Notwithstanding the provisions of § 6.1-78, any bank or trust company is authorized:

1. To pledge its assets as security for amounts of borrowed money which shall not, without the approval of the State Corporation Commission given in advance in writing, exceed in the aggregate the amount of the capital, surplus and undivided profits of such bank or trust company actually paid in or earned and remaining undiminished by losses or otherwise. The amount of assets pledged for the security of such a loan shall not without such approval, so given, exceed 150 percent of the amount borrowed. No loan in excess of the amount so permitted made to any such bank or trust company shall be invalid or illegal as to the lender, even though made without the consent of the Commission. Rediscounting with or without guarantee or indorsement of notes, drafts, bills of exchange or loans is hereby authorized and shall not be limited by the terms of this section, and shall not be considered as borrowed money within the meaning of this section;

2. To borrow from a Federal Reserve Bank or a Federal Home Loan Bank and to rediscount with and sell to a Federal Reserve Bank or a Federal Home Loan Bank any and all notes, drafts, bills of exchange, acceptances and other securities, and to give security for all money so borrowed and for all liabilities incurred by the discount of such notes, drafts, bills of exchange and other securities without restriction in like manner and to the same extent as national banks may lawfully do under the acts of Congress and regulations of the Board of Governors of the Federal Reserve System and the Federal Housing Finance Board; and

3. To pledge its assets in connection with agreements for the sale and repurchase of securities, which transactions shall be governed by this subdivision and not subdivision 1 of this section. The amount of assets pledged for such obligation shall not exceed 150 percent of the amount of the obligations, without the consent of the Commission. At the time any such retail repurchase agreements are sold by a state bank, the market value of the underlying security must be at least equal to the amount of the aggregate purchase price paid by the purchasers of the retail repurchase agreements.

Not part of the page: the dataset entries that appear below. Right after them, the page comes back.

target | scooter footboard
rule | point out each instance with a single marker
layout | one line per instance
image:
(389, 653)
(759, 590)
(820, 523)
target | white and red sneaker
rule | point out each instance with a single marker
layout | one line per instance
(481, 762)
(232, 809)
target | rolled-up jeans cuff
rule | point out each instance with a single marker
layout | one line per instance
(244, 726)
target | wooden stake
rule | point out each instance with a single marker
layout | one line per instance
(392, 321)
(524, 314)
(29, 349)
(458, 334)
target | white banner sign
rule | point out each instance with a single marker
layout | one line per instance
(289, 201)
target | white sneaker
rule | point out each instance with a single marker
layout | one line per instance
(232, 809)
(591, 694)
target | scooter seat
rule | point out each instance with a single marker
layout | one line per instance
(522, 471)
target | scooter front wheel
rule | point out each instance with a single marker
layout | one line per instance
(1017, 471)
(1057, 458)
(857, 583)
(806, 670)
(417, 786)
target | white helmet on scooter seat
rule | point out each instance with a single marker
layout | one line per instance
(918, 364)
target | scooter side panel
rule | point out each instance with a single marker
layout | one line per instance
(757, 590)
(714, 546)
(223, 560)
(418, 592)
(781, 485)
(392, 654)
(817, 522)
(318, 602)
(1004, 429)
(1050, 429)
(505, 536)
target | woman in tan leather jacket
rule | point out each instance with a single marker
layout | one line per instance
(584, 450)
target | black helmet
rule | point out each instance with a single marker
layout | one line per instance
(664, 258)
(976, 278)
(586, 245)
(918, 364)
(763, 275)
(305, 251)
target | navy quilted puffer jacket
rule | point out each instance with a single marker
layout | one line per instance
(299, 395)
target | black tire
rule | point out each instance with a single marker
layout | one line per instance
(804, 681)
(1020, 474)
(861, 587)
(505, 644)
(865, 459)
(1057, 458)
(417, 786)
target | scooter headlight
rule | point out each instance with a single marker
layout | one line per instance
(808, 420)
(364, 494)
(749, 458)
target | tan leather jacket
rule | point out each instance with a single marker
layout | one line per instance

§ 6.1-111. Doing banking or trust business without authority; Commission may examine accounts, etc., of suspected person; penalty.

Every person, association or company who shall trade or deal as a bank or trust company, or carry on banking or do a trust business, without authority of law, and their officers and agents therein, shall be guilty of a Class 6 felony.

The Commission shall have authority to examine the accounts, books and papers of any person, copartnership or corporation who it has reason to suspect is doing a banking business or a trust business, in order to ascertain whether such person, copartnership, or corporation has violated, or is violating, any provision of this title, and the refusal to submit such accounts, books and papers shall be prima facie evidence of such violation.

§ 6.1-113. Penalty for violation of § 6.1-39.3 or § 6.1-41.

Any bank or trust company violating the provisions of § 6.1-39.3 or § 6.1-41 shall be fined up to $2,000 to be imposed and judgment entered therefor by the Commission, and enforced by its process.

2. That § 6.1-32.30 of the Code of Virginia is repealed.